Key Concepts and Formulas

• System of Linear Equations: A set of linear equations with the same variables. The solution to the system is the set of values for the variables that satisfy all equations simultaneously.
• Elimination Method: A method for solving systems of linear equations by adding or subtracting multiples of the equations to eliminate one or more variables.
• Equation of a Straight Line: The general form of a straight line is $Ax + By + C = 0$, where $A$, $B$, and $C$ are constants.

Step-by-Step Solution

Step 1: State the given system of equations. We are given the following system of linear equations: $x - 2y + kz = 1 \quad \text{...(1)}$ $2x + y + z = 2 \quad \text{...(2)}$ $3x - y - kz = 3 \quad \text{...(3)}$ Our goal is to find the relationship between $x$ and $y$ by eliminating $z$ and $k$.

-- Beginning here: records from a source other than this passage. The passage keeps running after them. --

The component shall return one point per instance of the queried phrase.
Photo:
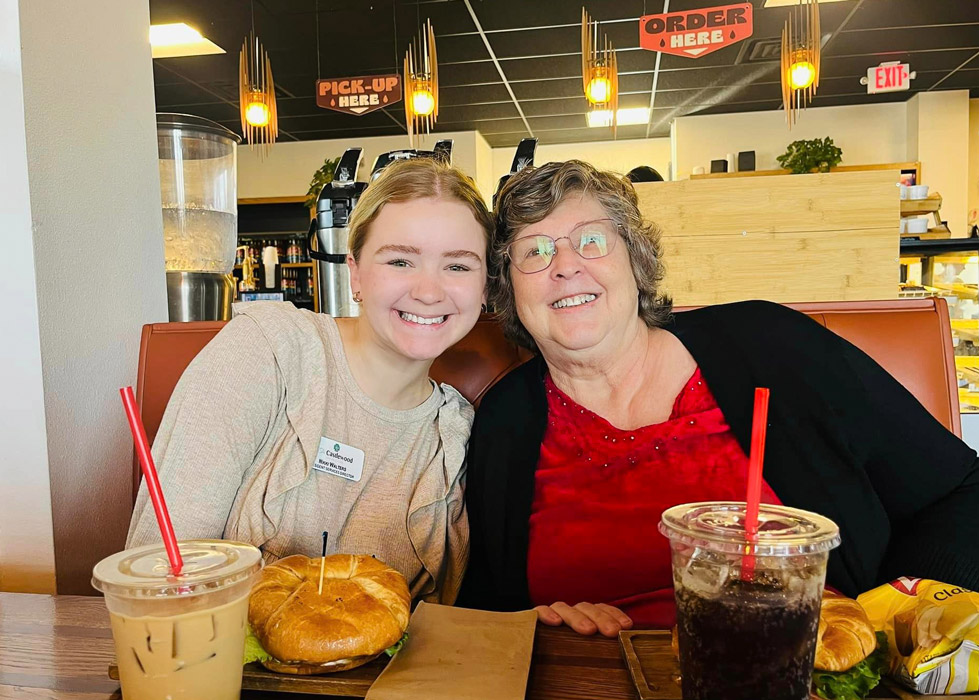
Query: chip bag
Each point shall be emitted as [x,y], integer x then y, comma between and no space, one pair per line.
[932,632]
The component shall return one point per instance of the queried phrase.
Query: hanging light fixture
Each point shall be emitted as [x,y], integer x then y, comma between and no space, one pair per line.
[256,94]
[599,71]
[800,58]
[421,81]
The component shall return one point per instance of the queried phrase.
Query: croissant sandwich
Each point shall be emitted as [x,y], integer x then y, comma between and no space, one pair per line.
[362,611]
[850,656]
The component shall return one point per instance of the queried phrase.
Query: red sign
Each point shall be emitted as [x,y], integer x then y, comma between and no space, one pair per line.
[358,95]
[888,77]
[696,33]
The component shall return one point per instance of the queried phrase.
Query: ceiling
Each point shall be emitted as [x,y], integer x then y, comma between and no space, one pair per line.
[534,88]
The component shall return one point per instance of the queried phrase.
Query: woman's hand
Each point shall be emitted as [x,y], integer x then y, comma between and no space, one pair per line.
[585,618]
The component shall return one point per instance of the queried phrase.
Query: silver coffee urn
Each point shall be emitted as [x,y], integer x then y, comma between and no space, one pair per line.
[334,205]
[199,192]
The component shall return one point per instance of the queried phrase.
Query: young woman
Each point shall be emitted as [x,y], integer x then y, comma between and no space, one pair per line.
[289,423]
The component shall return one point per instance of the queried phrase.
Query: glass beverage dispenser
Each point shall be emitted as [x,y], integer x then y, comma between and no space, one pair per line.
[198,188]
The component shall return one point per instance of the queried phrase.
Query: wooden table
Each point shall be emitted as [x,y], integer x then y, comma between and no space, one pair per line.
[61,646]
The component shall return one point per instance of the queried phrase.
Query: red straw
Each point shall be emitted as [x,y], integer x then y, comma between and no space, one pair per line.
[759,426]
[152,480]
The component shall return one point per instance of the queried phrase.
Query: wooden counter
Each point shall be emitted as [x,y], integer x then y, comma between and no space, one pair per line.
[786,238]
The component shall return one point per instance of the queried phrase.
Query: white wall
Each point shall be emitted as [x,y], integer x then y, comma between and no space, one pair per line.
[618,156]
[287,170]
[866,133]
[973,198]
[94,186]
[26,538]
[942,145]
[485,176]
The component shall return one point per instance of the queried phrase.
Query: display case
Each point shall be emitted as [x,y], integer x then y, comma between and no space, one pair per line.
[950,269]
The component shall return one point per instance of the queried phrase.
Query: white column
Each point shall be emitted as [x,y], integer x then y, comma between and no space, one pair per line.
[26,541]
[94,216]
[938,137]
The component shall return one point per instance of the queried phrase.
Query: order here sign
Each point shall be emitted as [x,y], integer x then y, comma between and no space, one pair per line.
[358,95]
[696,33]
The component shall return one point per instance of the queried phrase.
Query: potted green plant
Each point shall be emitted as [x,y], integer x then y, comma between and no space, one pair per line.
[811,156]
[320,178]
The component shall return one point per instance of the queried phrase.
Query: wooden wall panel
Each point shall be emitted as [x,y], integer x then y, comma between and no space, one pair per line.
[792,238]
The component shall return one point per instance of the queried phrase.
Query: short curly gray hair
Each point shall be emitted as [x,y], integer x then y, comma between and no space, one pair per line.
[533,193]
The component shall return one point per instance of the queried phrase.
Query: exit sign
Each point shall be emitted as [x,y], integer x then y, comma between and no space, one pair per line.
[888,77]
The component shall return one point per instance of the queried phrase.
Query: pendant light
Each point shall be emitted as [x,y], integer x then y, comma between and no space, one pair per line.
[421,84]
[256,94]
[599,71]
[800,58]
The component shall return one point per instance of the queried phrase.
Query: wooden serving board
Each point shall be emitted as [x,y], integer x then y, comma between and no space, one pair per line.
[656,673]
[349,684]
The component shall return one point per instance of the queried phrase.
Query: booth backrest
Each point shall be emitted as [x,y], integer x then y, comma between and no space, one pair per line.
[910,338]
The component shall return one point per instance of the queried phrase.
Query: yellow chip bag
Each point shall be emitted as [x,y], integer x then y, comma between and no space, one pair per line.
[932,631]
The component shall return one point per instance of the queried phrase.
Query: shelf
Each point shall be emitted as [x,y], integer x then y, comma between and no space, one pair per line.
[931,234]
[912,246]
[959,290]
[836,169]
[917,207]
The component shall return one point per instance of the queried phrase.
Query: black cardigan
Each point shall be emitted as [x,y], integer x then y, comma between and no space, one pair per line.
[845,439]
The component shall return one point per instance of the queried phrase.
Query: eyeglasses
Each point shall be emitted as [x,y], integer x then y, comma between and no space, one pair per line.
[590,240]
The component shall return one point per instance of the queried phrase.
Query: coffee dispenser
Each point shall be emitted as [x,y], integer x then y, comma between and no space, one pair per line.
[336,202]
[442,151]
[523,157]
[198,190]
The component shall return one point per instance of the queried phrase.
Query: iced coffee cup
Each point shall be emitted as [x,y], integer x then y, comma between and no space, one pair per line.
[179,637]
[747,631]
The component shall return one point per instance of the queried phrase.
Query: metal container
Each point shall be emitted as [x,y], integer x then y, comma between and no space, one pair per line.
[336,202]
[198,191]
[199,296]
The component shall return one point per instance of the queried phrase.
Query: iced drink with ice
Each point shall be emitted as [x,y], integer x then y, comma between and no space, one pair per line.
[179,637]
[747,636]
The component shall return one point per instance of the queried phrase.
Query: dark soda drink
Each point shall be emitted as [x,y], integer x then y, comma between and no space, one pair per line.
[747,609]
[749,643]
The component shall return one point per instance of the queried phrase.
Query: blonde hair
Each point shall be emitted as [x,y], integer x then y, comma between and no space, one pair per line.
[416,178]
[533,193]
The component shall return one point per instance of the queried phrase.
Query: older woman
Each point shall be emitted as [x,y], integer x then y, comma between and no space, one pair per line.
[627,409]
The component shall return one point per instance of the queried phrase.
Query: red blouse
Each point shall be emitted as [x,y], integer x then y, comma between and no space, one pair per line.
[600,492]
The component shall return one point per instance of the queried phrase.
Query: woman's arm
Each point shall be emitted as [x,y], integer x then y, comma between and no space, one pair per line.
[926,478]
[217,419]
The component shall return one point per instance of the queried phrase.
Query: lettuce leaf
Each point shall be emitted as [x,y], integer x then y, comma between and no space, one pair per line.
[253,648]
[396,647]
[858,681]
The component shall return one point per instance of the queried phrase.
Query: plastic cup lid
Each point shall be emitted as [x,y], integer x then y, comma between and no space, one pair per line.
[719,525]
[144,572]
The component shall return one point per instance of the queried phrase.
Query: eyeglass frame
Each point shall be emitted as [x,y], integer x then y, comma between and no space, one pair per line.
[617,227]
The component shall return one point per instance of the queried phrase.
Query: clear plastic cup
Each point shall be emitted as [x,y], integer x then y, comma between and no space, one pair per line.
[179,637]
[747,639]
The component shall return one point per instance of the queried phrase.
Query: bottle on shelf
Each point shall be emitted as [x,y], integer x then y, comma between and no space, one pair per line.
[294,252]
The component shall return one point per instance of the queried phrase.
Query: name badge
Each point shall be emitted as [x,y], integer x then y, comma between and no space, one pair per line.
[340,460]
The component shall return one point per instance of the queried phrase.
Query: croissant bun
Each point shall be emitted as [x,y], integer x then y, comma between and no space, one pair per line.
[845,637]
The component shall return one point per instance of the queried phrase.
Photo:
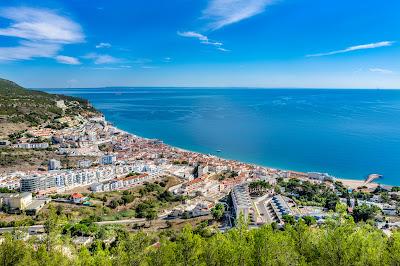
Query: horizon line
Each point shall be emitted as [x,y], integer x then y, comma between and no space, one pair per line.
[216,87]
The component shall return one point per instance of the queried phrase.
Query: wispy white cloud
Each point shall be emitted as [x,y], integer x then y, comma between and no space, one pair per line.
[223,49]
[203,39]
[27,50]
[225,12]
[167,59]
[40,25]
[381,70]
[40,33]
[100,59]
[103,45]
[356,48]
[69,60]
[192,34]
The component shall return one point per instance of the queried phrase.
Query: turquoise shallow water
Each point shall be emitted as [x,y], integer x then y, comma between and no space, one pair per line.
[347,133]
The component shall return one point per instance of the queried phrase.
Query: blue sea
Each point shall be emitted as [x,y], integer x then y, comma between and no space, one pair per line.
[346,133]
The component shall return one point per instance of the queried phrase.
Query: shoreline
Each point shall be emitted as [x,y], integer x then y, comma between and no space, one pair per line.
[348,182]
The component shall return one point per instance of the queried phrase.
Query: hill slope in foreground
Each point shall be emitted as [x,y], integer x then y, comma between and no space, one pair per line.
[33,108]
[22,110]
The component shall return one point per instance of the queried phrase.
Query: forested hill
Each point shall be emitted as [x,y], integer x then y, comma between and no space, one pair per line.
[20,105]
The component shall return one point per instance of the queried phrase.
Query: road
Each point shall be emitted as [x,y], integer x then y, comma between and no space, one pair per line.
[40,228]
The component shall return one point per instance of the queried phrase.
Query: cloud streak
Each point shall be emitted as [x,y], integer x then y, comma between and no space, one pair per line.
[103,45]
[203,39]
[68,60]
[41,33]
[355,48]
[40,25]
[100,59]
[221,13]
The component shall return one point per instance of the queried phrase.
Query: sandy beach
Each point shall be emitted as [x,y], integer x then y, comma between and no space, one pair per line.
[353,184]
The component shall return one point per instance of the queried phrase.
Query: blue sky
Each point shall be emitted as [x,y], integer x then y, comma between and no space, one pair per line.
[242,43]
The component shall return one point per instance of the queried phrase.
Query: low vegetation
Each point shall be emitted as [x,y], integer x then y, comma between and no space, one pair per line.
[338,242]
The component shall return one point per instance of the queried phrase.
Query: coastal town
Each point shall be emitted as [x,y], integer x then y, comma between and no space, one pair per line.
[114,161]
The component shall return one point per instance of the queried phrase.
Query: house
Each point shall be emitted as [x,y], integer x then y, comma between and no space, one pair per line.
[82,240]
[77,198]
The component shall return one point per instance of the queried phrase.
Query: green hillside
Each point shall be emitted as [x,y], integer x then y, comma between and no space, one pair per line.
[20,105]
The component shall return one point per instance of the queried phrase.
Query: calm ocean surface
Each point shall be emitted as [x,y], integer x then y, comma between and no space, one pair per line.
[346,133]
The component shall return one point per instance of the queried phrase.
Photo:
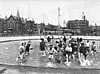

Step 2: Eliminate $kz$ by adding equations (1) and (3). Observe that equation (1) has a $+kz$ term and equation (3) has a $-kz$ term. Adding these equations will eliminate both $k$ and $z$ from these terms simultaneously. Adding equation (1) and equation (3): $(x - 2y + kz) + (3x - y - kz) = 1 + 3$

Step 3: Simplify the resulting equation. Combine like terms: $(x + 3x) + (-2y - y) + (kz - kz) = 4$ $4x - 3y = 4$

Step 4: Rewrite the equation in the standard form of a linear equation. Subtract 4 from both sides to get the equation in the form $Ax + By + C = 0$: $4x - 3y - 4 = 0$ This is the equation of the straight line on which the point $(x, y)$ lies.

Common Mistakes & Tips

• Strategic Elimination: Look for opportunities to eliminate variables directly by adding or subtracting equations. In this case, the $+kz$ and $-kz$ terms made elimination straightforward.
• Avoid Unnecessary Calculations: Do not attempt to solve for $x, y, z,$ and $k$ individually unless required. This problem only asks for a relationship between $x$ and $y$, so finding a direct relationship is more efficient.
• The Condition $z \ne 0$: The condition $z \ne 0$ is given to ensure that a solution exists with $z$ not equal to zero. However, this condition does not affect the elimination process to find the relationship between $x$ and $y$.

Summary

By adding equations (1) and (3), we eliminated $z$ and $k$ simultaneously, resulting in the equation $4x - 3y = 4$, which can be rewritten as $4x - 3y - 4 = 0$. This is the equation of the straight line on which the point $(x, y)$ must lie.

Final Answer

The final answer is \boxed{4x – 3y – 4 = 0}, which corresponds to option (A).